Address: The Strand, Tauranga
Phone: (07) 571 0520
Dining at provincial restaurants can be a hit-and-miss affair, in my experience. To book a table at a restaurant nestled under a railway line often invites trouble. Harbourside is based in the old Tauranga Yacht Club, or at least the part of it that was used for dinghy storage. The boats have moved out to a more accessible spot on the harbour and the diners have moved in.
Indications of the original purpose of the building remain, but the makeover is impressive. Huge windows take advantage of the harbour view and city lights, and there's only one train tonight. The welcome is warm and assured, and our request for a table on the deck is observed. This must be wonderful in the summer, when the screens are removed.
The menu at Harbourside is short but inventive, covering the usual bases but adding a twist. Starters include Vietnamese crispy duck stack, and veal sweetbreads; the mains offer soft-shell crab, and beef fillet with oxtail ragout. Sharon and I order an entree, but Bill and Dave have spotted the dessert menu and decide to save themselves for later.
Sharon's haloumi with poached pear and walnut salad and cinnamon lemon dressing ($18) has her wishing there was more. The dish - two slices of lightly fried cheese with a generous smear of dressing - is beautifully presented and delicious. My smoked venison with kumara wafers, chilli walnuts and pear and watercress salad ($22) has me moaning with delight. The flavours are distinct, the venison tender and the salad is fresh and crisp.
If I was moaning before, I'm wordless when the mains arrive. Chinese-style roasted duck in kombu broth with broccolini ($35) just falls off the bone. The skin is crisp, and the broth, made with kelp, is slightly spicy. It's one of the best dishes I've eaten in years. The others fare just as well, although Bill will argue he got the best meal. The pile of Szechuan-peppered, crispy soft-shell crab is accompanied by a dish of pickled vegetables, and spoons of mango and Japanese mayonnaise ($35). It looks and, from the little I'm allowed to try, tastes delicious. Crispy on the outside, moist and tender inside and all completely edible, which is the advantage of soft-shell crab.
The smoked tomatoes with Dave's blackened spice chicken ($32) infuse their flavour throughout the dish, and the chicken is moist and tender. A side dish of potato mash, ($6) which he shares with Bill, at the waitress' suggestion, helps soak up the juices. Sharon's braised pork belly with a Thai spiced herb salad, udon noodles and chilli caramel glaze ($30) lifts the ubiquitous offering above the norm, and she's well pleased.

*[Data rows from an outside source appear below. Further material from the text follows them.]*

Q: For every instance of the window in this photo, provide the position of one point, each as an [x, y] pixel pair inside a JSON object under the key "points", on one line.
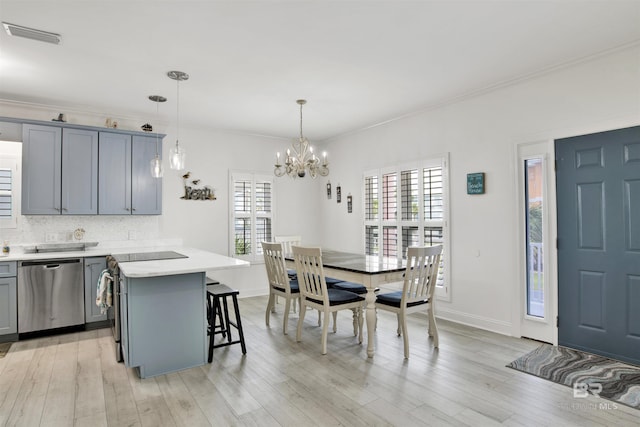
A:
{"points": [[408, 208], [251, 214], [9, 192]]}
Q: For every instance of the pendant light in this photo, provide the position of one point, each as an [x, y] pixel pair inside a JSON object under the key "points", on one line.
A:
{"points": [[156, 163], [177, 154]]}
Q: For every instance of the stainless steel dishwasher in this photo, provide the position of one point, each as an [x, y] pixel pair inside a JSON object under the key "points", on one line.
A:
{"points": [[50, 294]]}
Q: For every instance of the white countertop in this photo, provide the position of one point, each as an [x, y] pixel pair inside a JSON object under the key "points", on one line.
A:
{"points": [[198, 260]]}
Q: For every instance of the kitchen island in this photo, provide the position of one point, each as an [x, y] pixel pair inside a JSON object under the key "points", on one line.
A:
{"points": [[163, 310]]}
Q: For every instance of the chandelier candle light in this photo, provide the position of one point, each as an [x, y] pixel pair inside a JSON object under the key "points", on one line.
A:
{"points": [[300, 158], [156, 163], [177, 154]]}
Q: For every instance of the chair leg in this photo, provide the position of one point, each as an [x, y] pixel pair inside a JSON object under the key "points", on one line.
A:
{"points": [[303, 309], [433, 327], [405, 334], [361, 324], [355, 321], [286, 315], [325, 328], [236, 309], [270, 305]]}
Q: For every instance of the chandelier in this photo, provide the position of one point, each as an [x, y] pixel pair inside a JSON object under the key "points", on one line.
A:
{"points": [[300, 158]]}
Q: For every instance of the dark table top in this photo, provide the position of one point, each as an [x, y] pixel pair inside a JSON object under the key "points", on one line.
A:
{"points": [[358, 263]]}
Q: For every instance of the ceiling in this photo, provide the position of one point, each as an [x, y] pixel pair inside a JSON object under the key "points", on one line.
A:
{"points": [[358, 63]]}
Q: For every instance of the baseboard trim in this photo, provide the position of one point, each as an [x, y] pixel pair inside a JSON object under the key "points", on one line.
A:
{"points": [[492, 325]]}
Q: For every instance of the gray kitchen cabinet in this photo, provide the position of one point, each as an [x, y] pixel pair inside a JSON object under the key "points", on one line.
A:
{"points": [[93, 266], [41, 170], [125, 184], [8, 299], [115, 174], [59, 171]]}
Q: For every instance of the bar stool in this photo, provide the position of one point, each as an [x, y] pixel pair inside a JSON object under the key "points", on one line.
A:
{"points": [[217, 298], [218, 310]]}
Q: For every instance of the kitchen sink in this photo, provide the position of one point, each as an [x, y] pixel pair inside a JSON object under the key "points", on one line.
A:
{"points": [[59, 247]]}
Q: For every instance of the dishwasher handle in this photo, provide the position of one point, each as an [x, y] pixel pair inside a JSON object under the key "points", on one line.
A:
{"points": [[51, 263]]}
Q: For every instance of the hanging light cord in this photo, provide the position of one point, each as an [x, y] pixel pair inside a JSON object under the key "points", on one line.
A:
{"points": [[177, 111]]}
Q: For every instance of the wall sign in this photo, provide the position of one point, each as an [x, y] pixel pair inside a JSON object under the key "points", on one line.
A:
{"points": [[475, 183]]}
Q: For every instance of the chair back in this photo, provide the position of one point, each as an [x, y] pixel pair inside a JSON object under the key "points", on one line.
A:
{"points": [[275, 264], [310, 274], [421, 274], [288, 242]]}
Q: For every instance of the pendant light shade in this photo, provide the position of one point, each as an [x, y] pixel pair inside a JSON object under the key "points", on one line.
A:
{"points": [[177, 154], [157, 171]]}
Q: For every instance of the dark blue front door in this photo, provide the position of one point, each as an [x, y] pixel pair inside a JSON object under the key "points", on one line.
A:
{"points": [[598, 192]]}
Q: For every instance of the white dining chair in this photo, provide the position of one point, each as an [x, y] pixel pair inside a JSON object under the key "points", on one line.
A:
{"points": [[287, 243], [417, 292], [315, 294], [279, 282]]}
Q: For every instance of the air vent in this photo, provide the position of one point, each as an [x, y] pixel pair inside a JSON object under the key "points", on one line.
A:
{"points": [[31, 33]]}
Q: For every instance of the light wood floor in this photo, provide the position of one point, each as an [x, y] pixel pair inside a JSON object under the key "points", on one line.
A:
{"points": [[73, 379]]}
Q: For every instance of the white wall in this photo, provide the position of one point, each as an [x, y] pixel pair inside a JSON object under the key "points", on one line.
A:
{"points": [[481, 133], [201, 224]]}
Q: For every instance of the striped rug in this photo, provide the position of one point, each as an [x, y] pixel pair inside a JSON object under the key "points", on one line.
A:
{"points": [[585, 373]]}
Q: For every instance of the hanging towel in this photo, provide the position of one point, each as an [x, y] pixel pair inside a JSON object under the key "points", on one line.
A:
{"points": [[104, 296]]}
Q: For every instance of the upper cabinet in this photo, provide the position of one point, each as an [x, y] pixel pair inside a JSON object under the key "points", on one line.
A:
{"points": [[80, 170], [126, 184], [59, 171], [115, 174]]}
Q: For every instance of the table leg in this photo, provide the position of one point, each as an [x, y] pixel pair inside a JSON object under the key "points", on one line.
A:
{"points": [[371, 320]]}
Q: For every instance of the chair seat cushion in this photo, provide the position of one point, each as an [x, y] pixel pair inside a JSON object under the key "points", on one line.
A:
{"points": [[295, 287], [394, 298], [338, 297], [356, 288]]}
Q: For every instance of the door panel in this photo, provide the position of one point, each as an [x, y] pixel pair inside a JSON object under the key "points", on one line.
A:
{"points": [[598, 202]]}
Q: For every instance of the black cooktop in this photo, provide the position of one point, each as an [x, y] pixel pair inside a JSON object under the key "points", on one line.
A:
{"points": [[148, 256]]}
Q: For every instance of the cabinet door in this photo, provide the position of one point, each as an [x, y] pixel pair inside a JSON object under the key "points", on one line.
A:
{"points": [[41, 177], [8, 306], [146, 191], [92, 268], [114, 174], [79, 172]]}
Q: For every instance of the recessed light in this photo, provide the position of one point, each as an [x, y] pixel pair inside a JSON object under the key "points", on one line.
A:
{"points": [[31, 33]]}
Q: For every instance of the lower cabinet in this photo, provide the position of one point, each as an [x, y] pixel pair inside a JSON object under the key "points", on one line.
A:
{"points": [[92, 268], [163, 323], [8, 299]]}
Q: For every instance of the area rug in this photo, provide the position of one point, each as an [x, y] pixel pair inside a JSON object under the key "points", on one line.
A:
{"points": [[586, 373], [4, 349]]}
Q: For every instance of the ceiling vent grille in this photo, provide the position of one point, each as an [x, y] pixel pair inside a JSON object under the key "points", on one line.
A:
{"points": [[31, 33]]}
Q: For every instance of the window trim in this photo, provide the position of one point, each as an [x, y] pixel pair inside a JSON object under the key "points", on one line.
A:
{"points": [[253, 257], [11, 162], [442, 160]]}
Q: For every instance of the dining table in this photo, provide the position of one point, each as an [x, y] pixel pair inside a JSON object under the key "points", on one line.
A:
{"points": [[369, 270]]}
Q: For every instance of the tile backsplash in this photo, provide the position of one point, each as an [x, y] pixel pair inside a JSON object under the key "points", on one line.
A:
{"points": [[49, 228]]}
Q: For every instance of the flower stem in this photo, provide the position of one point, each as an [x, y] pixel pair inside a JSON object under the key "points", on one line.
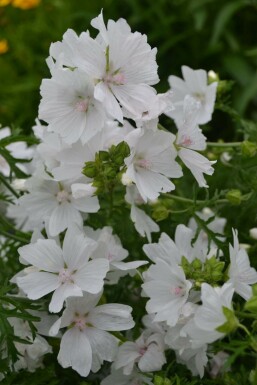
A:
{"points": [[225, 145]]}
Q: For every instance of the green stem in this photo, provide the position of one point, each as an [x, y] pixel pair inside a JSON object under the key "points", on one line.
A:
{"points": [[119, 336], [9, 187], [191, 201], [161, 127], [224, 145], [245, 315], [14, 237], [245, 329]]}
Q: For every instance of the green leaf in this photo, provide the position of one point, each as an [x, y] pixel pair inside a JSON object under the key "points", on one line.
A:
{"points": [[232, 322]]}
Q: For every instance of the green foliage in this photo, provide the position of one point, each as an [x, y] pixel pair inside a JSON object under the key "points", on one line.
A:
{"points": [[231, 324], [210, 34], [211, 271], [107, 168]]}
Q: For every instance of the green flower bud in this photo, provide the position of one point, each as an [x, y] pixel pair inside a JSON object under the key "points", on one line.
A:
{"points": [[160, 213], [89, 170], [232, 322], [234, 197], [197, 264], [249, 149]]}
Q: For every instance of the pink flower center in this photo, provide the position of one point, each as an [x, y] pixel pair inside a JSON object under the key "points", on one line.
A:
{"points": [[3, 162], [178, 291], [143, 163], [81, 105], [65, 276], [199, 96], [110, 257], [186, 141], [142, 351], [80, 322], [115, 79], [63, 196]]}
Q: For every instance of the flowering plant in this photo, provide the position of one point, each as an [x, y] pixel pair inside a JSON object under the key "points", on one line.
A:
{"points": [[126, 273]]}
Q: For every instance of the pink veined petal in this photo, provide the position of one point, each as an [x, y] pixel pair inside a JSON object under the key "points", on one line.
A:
{"points": [[45, 254], [143, 223], [104, 347], [128, 265], [90, 278], [86, 204], [152, 360], [75, 351], [112, 317], [104, 95], [135, 98], [61, 293], [77, 247], [63, 216], [38, 284], [127, 355], [151, 184], [195, 79]]}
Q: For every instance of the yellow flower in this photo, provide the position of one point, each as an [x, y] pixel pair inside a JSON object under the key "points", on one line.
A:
{"points": [[3, 46], [25, 4], [3, 3]]}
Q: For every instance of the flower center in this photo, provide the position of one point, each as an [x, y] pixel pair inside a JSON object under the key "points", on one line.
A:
{"points": [[63, 196], [199, 96], [65, 276], [143, 163], [178, 291], [80, 321], [3, 163], [82, 105], [186, 141], [142, 350]]}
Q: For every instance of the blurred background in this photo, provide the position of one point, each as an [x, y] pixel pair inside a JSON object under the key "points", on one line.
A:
{"points": [[217, 35]]}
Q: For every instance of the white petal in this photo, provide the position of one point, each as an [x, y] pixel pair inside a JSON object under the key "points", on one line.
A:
{"points": [[61, 293], [112, 317], [91, 277], [152, 360], [38, 284], [63, 216], [75, 351], [104, 347], [44, 254]]}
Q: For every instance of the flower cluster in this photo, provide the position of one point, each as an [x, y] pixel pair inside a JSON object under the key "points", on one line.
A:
{"points": [[100, 140]]}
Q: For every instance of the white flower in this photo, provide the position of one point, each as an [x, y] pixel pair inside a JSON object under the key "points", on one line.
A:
{"points": [[253, 233], [147, 351], [190, 139], [172, 251], [31, 354], [120, 62], [86, 344], [214, 223], [168, 290], [194, 84], [194, 359], [118, 378], [197, 164], [109, 247], [66, 272], [241, 274], [71, 160], [69, 106], [152, 162], [53, 203], [209, 316], [17, 150]]}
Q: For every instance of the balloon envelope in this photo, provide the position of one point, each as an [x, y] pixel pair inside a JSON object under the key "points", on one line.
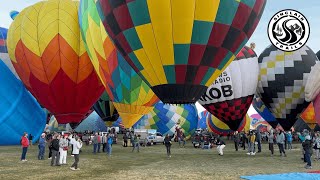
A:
{"points": [[230, 95], [282, 80], [19, 111], [179, 47], [48, 54]]}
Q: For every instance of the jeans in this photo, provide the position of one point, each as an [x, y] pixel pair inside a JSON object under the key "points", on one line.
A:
{"points": [[76, 161], [109, 149], [41, 152], [24, 153], [55, 157]]}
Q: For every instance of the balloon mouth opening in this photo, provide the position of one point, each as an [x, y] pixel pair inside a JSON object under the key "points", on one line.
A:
{"points": [[179, 93]]}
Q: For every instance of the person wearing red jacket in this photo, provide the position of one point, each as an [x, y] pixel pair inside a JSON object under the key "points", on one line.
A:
{"points": [[25, 145]]}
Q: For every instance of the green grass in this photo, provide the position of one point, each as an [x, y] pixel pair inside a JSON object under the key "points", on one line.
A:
{"points": [[152, 163]]}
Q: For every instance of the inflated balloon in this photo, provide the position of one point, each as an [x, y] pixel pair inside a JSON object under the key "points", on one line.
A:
{"points": [[19, 111], [105, 109], [165, 118], [264, 112], [312, 88], [282, 80], [219, 127], [92, 123], [308, 116], [4, 56], [202, 120], [48, 53], [130, 95], [231, 94], [179, 47]]}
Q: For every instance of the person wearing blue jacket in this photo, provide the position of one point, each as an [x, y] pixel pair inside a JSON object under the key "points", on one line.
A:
{"points": [[42, 146]]}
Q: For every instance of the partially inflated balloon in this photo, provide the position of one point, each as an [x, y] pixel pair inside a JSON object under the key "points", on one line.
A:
{"points": [[282, 80], [230, 95], [264, 112], [308, 116], [105, 109], [165, 118], [219, 127], [48, 53], [19, 111], [180, 47], [130, 95]]}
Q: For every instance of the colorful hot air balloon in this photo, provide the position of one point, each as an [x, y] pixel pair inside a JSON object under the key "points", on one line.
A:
{"points": [[105, 109], [219, 127], [282, 80], [165, 118], [179, 47], [48, 53], [130, 95], [19, 111], [308, 116], [264, 112], [231, 94]]}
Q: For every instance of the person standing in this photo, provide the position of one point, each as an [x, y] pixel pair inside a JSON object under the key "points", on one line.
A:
{"points": [[55, 150], [168, 143], [236, 139], [280, 141], [63, 149], [24, 145], [270, 141], [307, 151], [77, 145], [42, 146]]}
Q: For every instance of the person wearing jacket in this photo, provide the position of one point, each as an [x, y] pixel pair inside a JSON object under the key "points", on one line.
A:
{"points": [[42, 146], [24, 145], [280, 141], [167, 143], [55, 150], [77, 145], [307, 151], [271, 141], [63, 149]]}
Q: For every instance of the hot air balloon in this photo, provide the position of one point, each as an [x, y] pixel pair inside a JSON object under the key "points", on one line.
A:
{"points": [[105, 109], [282, 80], [130, 95], [19, 111], [264, 112], [92, 123], [219, 127], [308, 116], [179, 47], [231, 94], [166, 118], [48, 54]]}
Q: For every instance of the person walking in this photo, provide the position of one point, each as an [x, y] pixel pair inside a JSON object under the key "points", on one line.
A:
{"points": [[236, 139], [307, 151], [24, 144], [63, 150], [42, 146], [280, 141], [270, 141], [77, 145], [55, 150], [168, 143]]}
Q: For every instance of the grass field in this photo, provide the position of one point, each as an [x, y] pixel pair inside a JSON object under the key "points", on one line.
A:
{"points": [[152, 163]]}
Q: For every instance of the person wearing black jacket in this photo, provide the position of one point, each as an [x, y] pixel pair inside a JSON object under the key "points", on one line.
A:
{"points": [[307, 144], [55, 150], [167, 143]]}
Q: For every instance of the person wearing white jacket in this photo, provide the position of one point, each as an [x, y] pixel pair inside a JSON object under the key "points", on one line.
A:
{"points": [[76, 150], [63, 149]]}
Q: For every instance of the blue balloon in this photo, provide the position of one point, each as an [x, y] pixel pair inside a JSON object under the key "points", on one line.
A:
{"points": [[19, 110]]}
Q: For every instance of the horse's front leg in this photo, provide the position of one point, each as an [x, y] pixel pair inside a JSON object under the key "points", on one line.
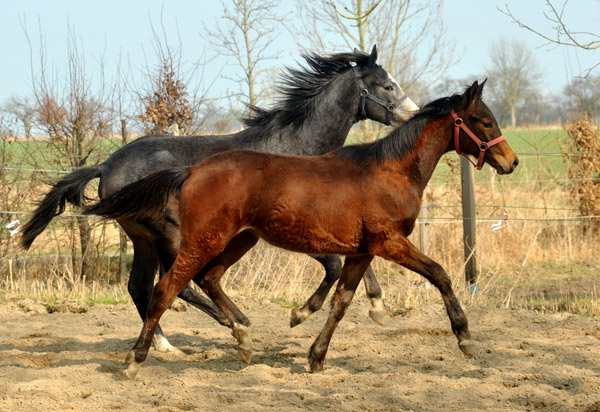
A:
{"points": [[377, 311], [333, 270], [209, 279], [403, 252], [165, 292], [352, 272]]}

On to dessert, for the blokes, although the good waitress knows a thing or two and brings extra spoons. Dave and Sharon tuck into a medley of icecreams ($14) while Bill half-turns away from the table, the better to hide his assiette of desserts from marauding spoons. Five-spice brulee, Frangelico affogato with espresso and vanilla icecream, and rum and fig steamed pudding with caramelised banana ($22) make up the plate. The brulee is a standout. Who would have thought that good old Chinese spice mix could bring so much to a sweet dish?
He might be in Tauranga, but head chef Graeme Woods understands the use of spices and is anything but provincial in his thinking.
Go to Harbourside - immediately.
Rating out of 10
Our meal: $310 for two entrees, four mains, two desserts, wine and beer.
Wine list: A good selection of locals, with overseas guests to bolster the red department. Plenty by the glass.
Verdict: They're doing it right at Harbourside, and even an occasional train rumbling overhead can't detract from the experience.